[PATCH] nvme-pci: 512 byte aligned dma pool segment quirk

Thu Nov 14 03:38:03 PST 2024

Hi all,

I've been tracking down an issue that seems to be related (identical?) to
this one, and I would like to propose a different fix.

I have a device with the aforementioned NVMe-eMMC bridge, and I was
experiencing nvme read timeouts after updating the kernel from 5.15 to
6.6. Doing a kernel bisect, I arrived at the same dma pool commit as
Robert in the original thread.

After trying out some changes in the nvme-pci driver, I came up with the
same fix as in this thread: change the alignment of the small pool to
512. However, I wanted to get a deeper understanding of what's going on.

After a lot of analysis, I found out why the nvme timeouts were happening:
The bridge incorrectly implements PRP list chaining.

When doing a read of exactly 264 sectors, and allocating a PRP list with
offset 0xf00, the last PRP entry in that list lies right before a page
boundary.  The bridge incorrectly (?) assumes that it's a pointer to a
chained PRP list, tries to do a DMA to address 0x0, gets a bus error,
and crashes.

When doing a write of 264 sectors with PRP list offset of 0xf00,
the bridge treats data as a pointer, and writes incorrect data to
the drive.
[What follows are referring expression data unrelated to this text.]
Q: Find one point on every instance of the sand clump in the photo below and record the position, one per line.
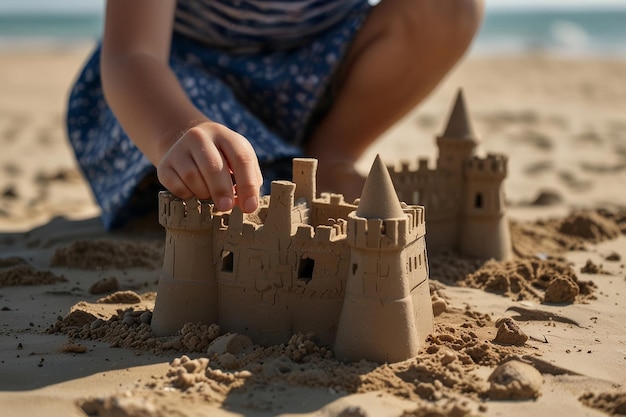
(590, 226)
(515, 380)
(612, 403)
(104, 285)
(93, 254)
(121, 297)
(531, 279)
(26, 275)
(554, 237)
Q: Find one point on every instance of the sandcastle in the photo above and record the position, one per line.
(354, 274)
(463, 195)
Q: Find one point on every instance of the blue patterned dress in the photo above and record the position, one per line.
(263, 68)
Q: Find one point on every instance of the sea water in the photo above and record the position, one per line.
(566, 31)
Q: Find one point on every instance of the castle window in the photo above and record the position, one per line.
(478, 200)
(305, 270)
(227, 261)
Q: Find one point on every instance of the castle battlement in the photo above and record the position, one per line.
(493, 165)
(191, 214)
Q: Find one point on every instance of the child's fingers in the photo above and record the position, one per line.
(170, 179)
(244, 165)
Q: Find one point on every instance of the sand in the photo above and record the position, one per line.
(541, 335)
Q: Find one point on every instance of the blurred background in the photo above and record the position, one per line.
(563, 27)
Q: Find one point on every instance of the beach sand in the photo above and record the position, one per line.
(69, 347)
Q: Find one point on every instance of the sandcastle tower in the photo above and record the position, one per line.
(387, 311)
(484, 225)
(356, 276)
(456, 145)
(463, 195)
(187, 289)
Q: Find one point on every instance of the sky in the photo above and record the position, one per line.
(81, 6)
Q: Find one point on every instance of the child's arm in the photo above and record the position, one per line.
(193, 155)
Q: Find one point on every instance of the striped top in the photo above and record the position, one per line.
(255, 25)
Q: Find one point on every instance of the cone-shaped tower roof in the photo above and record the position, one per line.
(459, 126)
(379, 199)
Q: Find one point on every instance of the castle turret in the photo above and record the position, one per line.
(304, 170)
(378, 320)
(485, 228)
(187, 289)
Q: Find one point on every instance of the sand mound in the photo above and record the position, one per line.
(590, 225)
(92, 254)
(27, 275)
(531, 279)
(611, 403)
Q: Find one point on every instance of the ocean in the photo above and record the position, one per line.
(564, 31)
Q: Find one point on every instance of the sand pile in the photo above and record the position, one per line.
(24, 274)
(552, 238)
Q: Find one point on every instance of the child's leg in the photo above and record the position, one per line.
(401, 53)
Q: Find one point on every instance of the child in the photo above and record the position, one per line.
(209, 98)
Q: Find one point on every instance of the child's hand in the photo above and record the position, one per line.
(203, 162)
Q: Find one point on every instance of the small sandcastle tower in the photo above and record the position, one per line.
(355, 275)
(384, 292)
(463, 195)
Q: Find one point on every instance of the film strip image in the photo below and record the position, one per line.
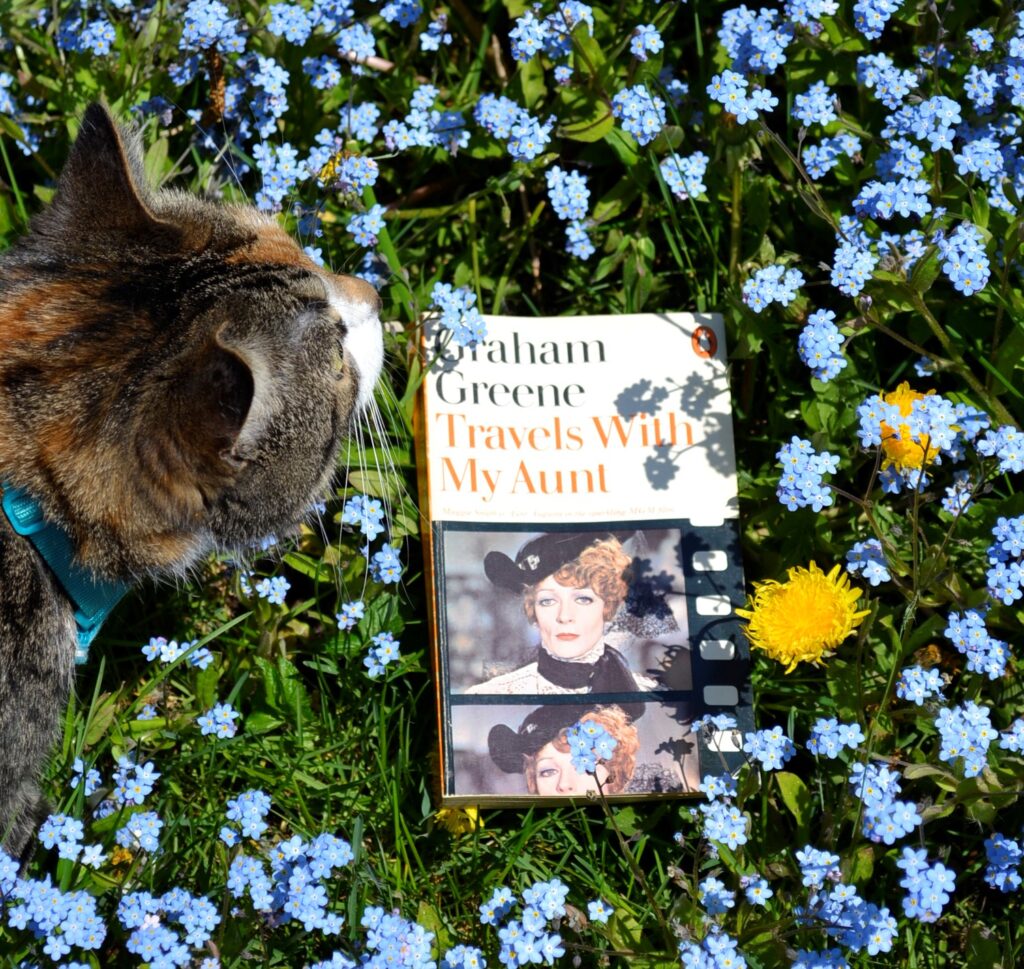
(630, 625)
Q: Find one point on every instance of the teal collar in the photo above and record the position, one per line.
(92, 597)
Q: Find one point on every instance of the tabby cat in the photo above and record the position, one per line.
(175, 377)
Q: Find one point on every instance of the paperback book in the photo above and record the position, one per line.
(579, 496)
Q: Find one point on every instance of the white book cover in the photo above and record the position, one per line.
(581, 528)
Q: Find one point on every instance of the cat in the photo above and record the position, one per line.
(176, 376)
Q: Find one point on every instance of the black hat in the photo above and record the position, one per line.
(508, 747)
(538, 558)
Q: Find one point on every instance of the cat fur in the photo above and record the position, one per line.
(176, 376)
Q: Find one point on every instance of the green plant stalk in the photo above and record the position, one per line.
(670, 939)
(735, 226)
(991, 403)
(18, 199)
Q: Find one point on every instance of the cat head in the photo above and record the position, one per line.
(176, 374)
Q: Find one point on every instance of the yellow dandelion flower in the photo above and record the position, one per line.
(801, 620)
(899, 449)
(459, 820)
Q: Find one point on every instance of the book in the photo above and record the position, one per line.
(579, 496)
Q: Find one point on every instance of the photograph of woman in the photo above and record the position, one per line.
(540, 751)
(571, 585)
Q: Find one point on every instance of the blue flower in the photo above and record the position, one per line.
(385, 565)
(684, 175)
(495, 909)
(140, 832)
(599, 911)
(928, 886)
(645, 40)
(1005, 856)
(350, 614)
(815, 106)
(459, 314)
(249, 810)
(757, 889)
(771, 748)
(829, 738)
(384, 649)
(589, 744)
(868, 559)
(715, 897)
(774, 284)
(970, 635)
(291, 22)
(273, 590)
(219, 720)
(966, 732)
(640, 113)
(820, 344)
(802, 482)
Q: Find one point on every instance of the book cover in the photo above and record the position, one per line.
(579, 495)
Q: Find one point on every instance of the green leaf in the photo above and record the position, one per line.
(796, 797)
(982, 949)
(861, 866)
(586, 117)
(156, 161)
(926, 271)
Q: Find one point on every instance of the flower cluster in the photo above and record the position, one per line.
(383, 651)
(966, 732)
(219, 720)
(569, 198)
(132, 783)
(248, 811)
(770, 748)
(524, 136)
(773, 284)
(140, 833)
(385, 566)
(527, 939)
(366, 513)
(62, 920)
(828, 736)
(350, 614)
(1006, 559)
(294, 887)
(273, 590)
(640, 113)
(919, 684)
(716, 951)
(459, 313)
(928, 886)
(1005, 856)
(819, 345)
(734, 93)
(886, 818)
(168, 650)
(802, 482)
(970, 635)
(868, 560)
(152, 936)
(684, 174)
(589, 743)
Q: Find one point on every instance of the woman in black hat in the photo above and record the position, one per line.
(540, 751)
(571, 585)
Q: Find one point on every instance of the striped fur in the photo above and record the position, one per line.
(175, 376)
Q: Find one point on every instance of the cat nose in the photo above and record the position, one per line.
(358, 307)
(358, 291)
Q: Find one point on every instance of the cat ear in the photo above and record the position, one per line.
(102, 185)
(218, 393)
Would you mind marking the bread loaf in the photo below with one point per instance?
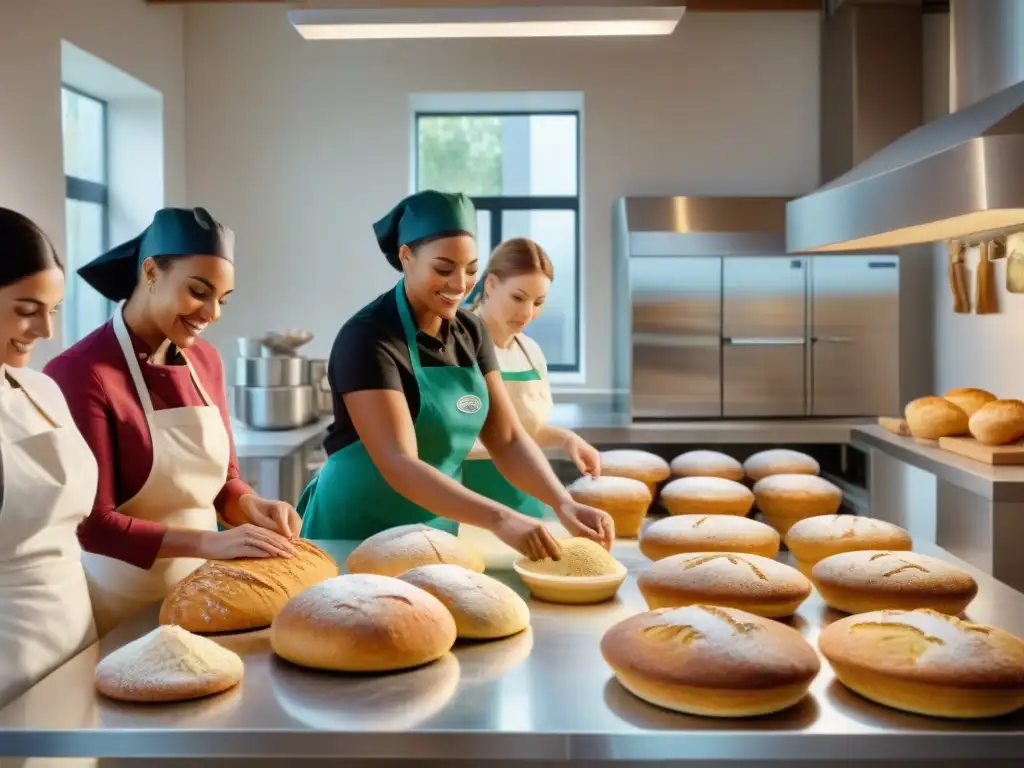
(483, 608)
(396, 550)
(238, 595)
(708, 496)
(168, 665)
(997, 423)
(927, 663)
(685, 534)
(363, 623)
(751, 583)
(706, 659)
(872, 580)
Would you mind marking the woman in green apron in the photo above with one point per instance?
(513, 291)
(415, 383)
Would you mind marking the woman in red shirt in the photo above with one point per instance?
(148, 397)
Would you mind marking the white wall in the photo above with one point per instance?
(144, 41)
(300, 145)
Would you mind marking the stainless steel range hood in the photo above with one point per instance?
(956, 177)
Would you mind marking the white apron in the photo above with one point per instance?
(190, 456)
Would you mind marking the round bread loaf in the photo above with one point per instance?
(706, 659)
(816, 538)
(707, 464)
(779, 462)
(969, 399)
(684, 534)
(997, 423)
(483, 608)
(396, 550)
(168, 665)
(875, 580)
(752, 583)
(709, 496)
(625, 499)
(785, 499)
(931, 418)
(363, 623)
(927, 663)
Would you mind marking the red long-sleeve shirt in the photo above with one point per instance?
(94, 378)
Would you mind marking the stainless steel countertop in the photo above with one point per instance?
(997, 483)
(544, 694)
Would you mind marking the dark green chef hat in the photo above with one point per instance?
(425, 214)
(174, 231)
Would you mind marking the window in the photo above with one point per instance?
(522, 171)
(85, 142)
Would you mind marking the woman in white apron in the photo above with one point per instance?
(150, 398)
(512, 293)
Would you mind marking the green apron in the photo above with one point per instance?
(349, 498)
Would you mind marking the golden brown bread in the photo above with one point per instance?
(927, 663)
(246, 594)
(706, 659)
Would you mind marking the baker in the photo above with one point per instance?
(415, 382)
(148, 396)
(48, 475)
(510, 296)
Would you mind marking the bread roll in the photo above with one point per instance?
(237, 595)
(708, 496)
(785, 499)
(816, 538)
(998, 423)
(625, 499)
(969, 399)
(363, 623)
(779, 462)
(168, 665)
(931, 418)
(396, 550)
(752, 583)
(483, 608)
(927, 663)
(873, 580)
(684, 534)
(707, 464)
(706, 659)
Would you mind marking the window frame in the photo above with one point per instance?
(497, 205)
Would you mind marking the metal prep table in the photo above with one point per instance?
(544, 695)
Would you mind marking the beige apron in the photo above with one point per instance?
(190, 456)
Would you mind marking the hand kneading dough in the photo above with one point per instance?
(707, 464)
(394, 551)
(625, 499)
(237, 595)
(363, 623)
(705, 659)
(816, 538)
(683, 534)
(752, 583)
(927, 663)
(931, 418)
(483, 608)
(872, 580)
(168, 665)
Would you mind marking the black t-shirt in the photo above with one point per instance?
(371, 352)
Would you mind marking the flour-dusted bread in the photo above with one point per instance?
(927, 663)
(873, 580)
(394, 551)
(363, 623)
(683, 534)
(237, 595)
(168, 665)
(483, 608)
(706, 659)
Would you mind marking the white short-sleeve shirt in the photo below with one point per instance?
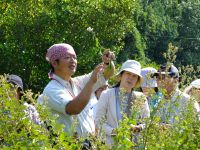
(59, 93)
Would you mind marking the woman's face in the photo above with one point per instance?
(128, 80)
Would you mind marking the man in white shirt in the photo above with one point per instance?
(66, 96)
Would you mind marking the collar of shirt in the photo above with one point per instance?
(64, 83)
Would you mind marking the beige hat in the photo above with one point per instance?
(133, 67)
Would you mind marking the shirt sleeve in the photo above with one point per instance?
(82, 81)
(57, 98)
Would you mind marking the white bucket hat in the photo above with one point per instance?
(133, 67)
(149, 81)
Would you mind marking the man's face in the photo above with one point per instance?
(166, 82)
(67, 64)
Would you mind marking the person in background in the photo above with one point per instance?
(149, 87)
(194, 90)
(17, 91)
(68, 96)
(174, 102)
(119, 99)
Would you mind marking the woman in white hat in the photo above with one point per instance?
(194, 90)
(116, 101)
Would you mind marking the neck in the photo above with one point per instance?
(63, 75)
(127, 90)
(170, 91)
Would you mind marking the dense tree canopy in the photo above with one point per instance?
(138, 29)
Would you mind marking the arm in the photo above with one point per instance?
(101, 112)
(78, 103)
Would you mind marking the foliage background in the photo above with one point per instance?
(139, 29)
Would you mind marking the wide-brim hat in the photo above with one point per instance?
(149, 81)
(131, 66)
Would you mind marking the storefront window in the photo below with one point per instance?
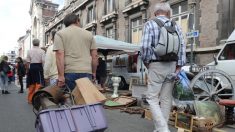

This might be why Robert is experiencing fs corruption.

So if my findings are right, the correct quirk would be "don't make PRP
lists ending on a page boundary".

Changing the small dma pool alignment to 512 happens to fix the issue
because it never allocates a PRP list with offset 0xf00. Theoretically,
the issue could still happen with the page pool, but this bridge has
a max transfer size of 64 pages, which is not enough to fill an entire
page-sized PRP list.

Robert, could you check that the fs corruption happens only after
transfers of size 257-264 and PRP list offset of 0xf00? This would
confirm my theory.